June 22, 2001 ( - Race, gender and age have a closer relationship to IRA balances than income levels do, recent research by the Employee Benefit Research Institute (EBRI) finds.

Although monthly income does not have a large impact on the average account balance, it did affect the likelihood of account ownership, according to EBRI


EBRI?s analysis of data from the US Census Bureau on Americans, age 21 and older, shows that the groups more likely to own an IRA were:

  • whites,
  • males,
  • married individuals, and
  • workers

And the with the highest average balances were:

  • widows and widowers
  • males,
  • non-workers, most likely retirees, and
  • whites.

Further, while both African Americans and Hispanics had low ownership rates, the average account balance of the former group was the lowest of all the races, while that of the latter was closer to the average account balance in the white group.

IRA Owners

About 16% of adult Americans owned an IRA in early 1997, the average balance of which was $27,025 in 1996, and on average, IRA owners made contributions to the account for 8.1 years.
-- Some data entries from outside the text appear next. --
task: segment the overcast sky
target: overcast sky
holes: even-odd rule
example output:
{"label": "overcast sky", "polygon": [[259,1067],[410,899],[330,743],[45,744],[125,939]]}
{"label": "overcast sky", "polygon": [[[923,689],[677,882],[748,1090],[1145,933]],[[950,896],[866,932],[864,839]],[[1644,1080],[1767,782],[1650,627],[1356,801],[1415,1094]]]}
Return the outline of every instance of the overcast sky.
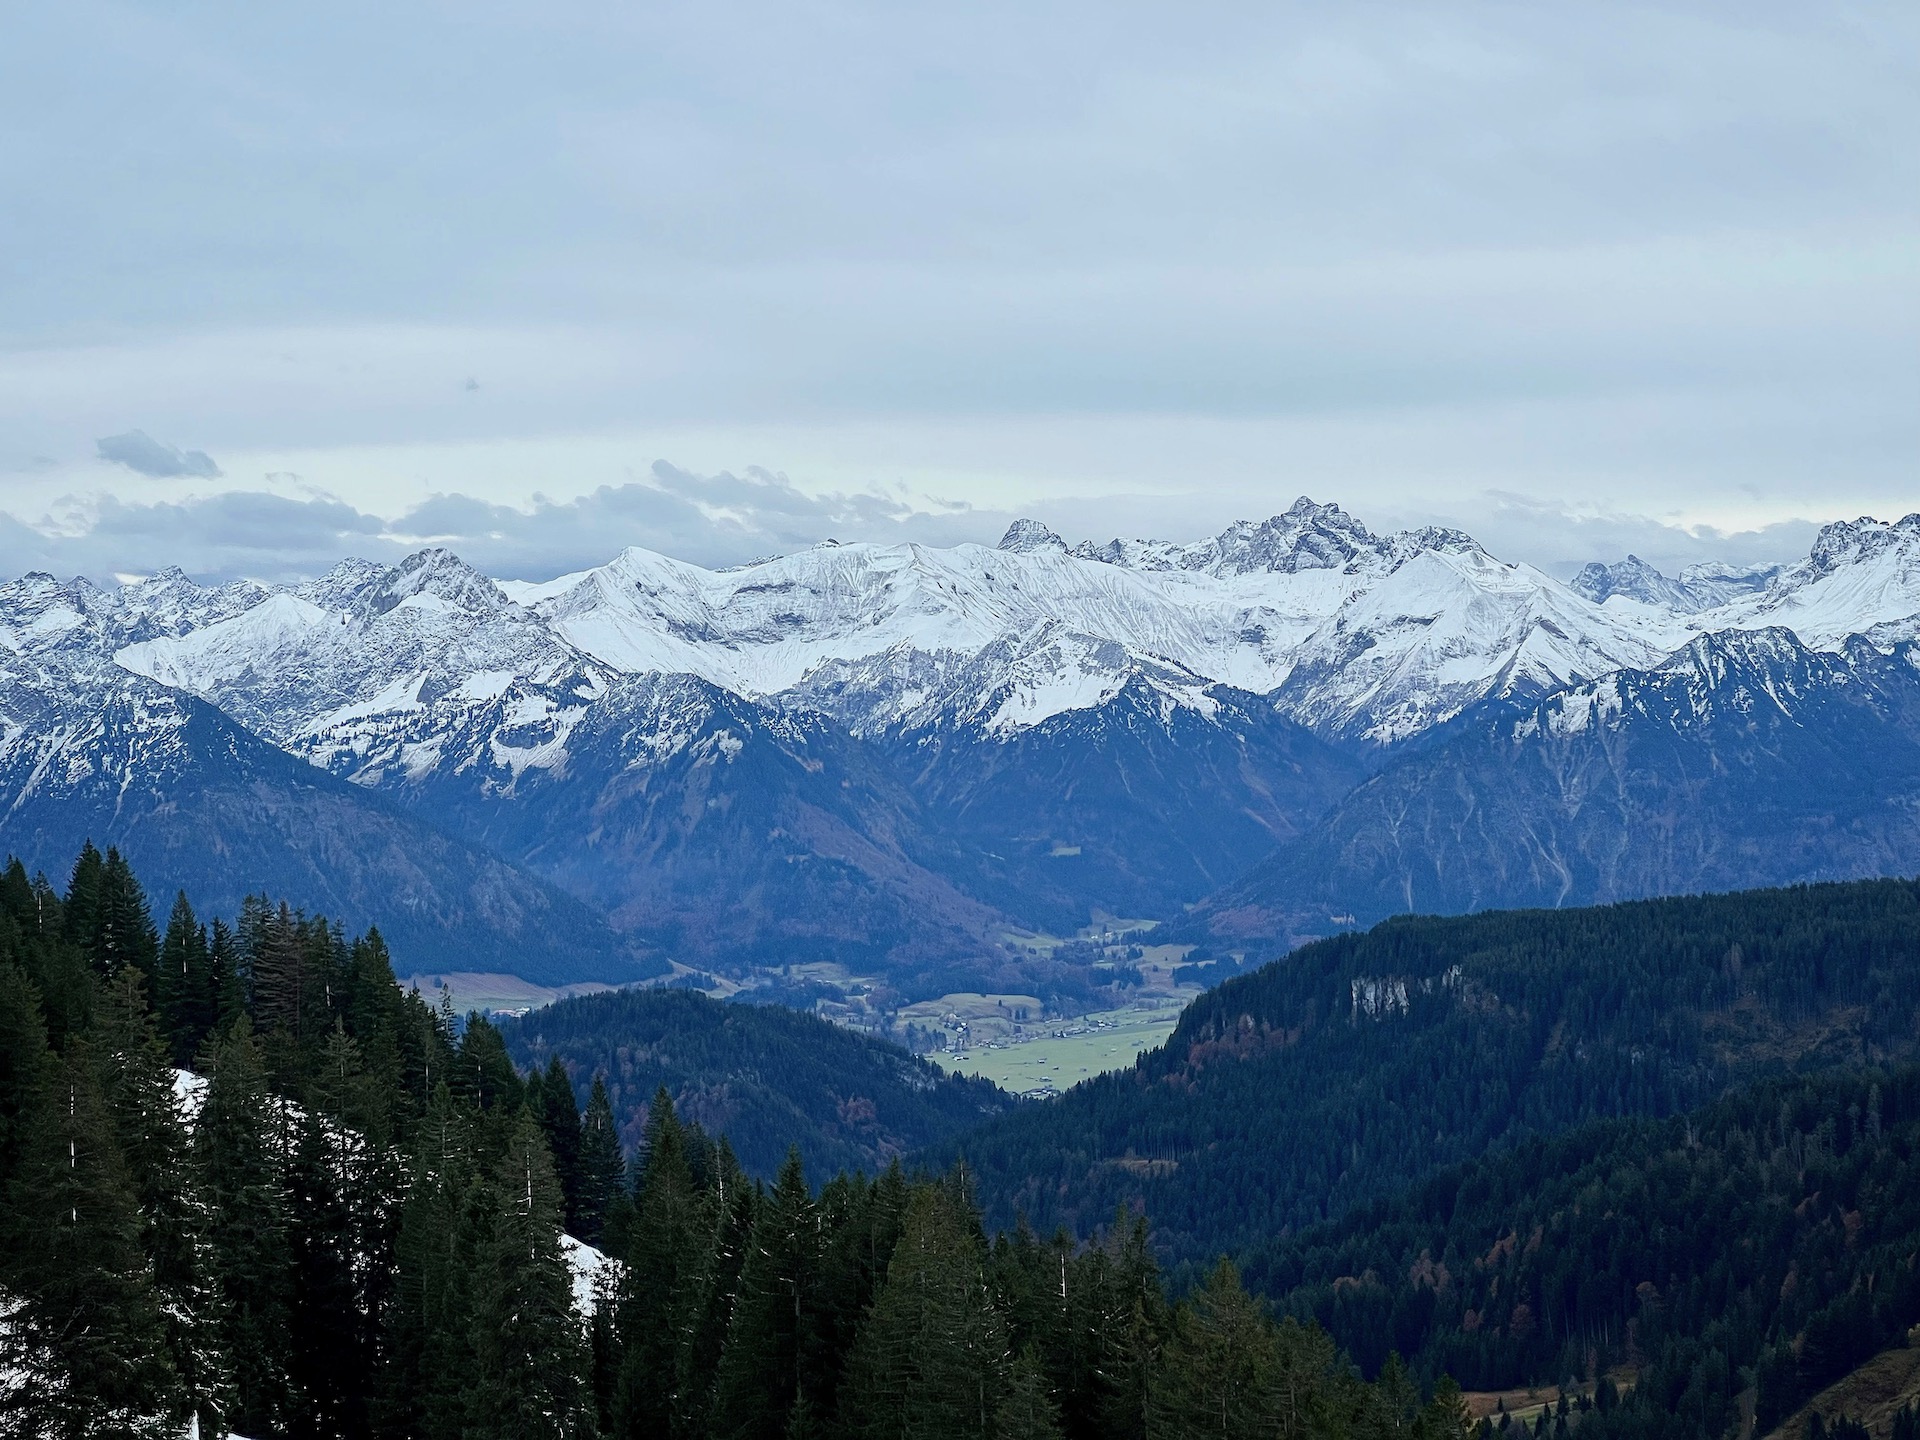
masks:
{"label": "overcast sky", "polygon": [[0,573],[1920,509],[1920,7],[10,7]]}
In 1996, 3.9% of adult Americans made a deductible contribution to an IRA, with 66% of these making the maximum contribution of $2,000. Overall, the size of deductible contributions was $1,729.

Odds of Ownership

The likelihood of owning an IRA generally increased with

  • age,
  • monthly income, and
  • education.

However, ownership rate declined among the oldest group in the survey, particularly among those over age 70, whose ownership rate was lower than that of IRA owners ages 35-44 in 1996. Not surprisingly, average account balances increase with age up to this point before decreasing.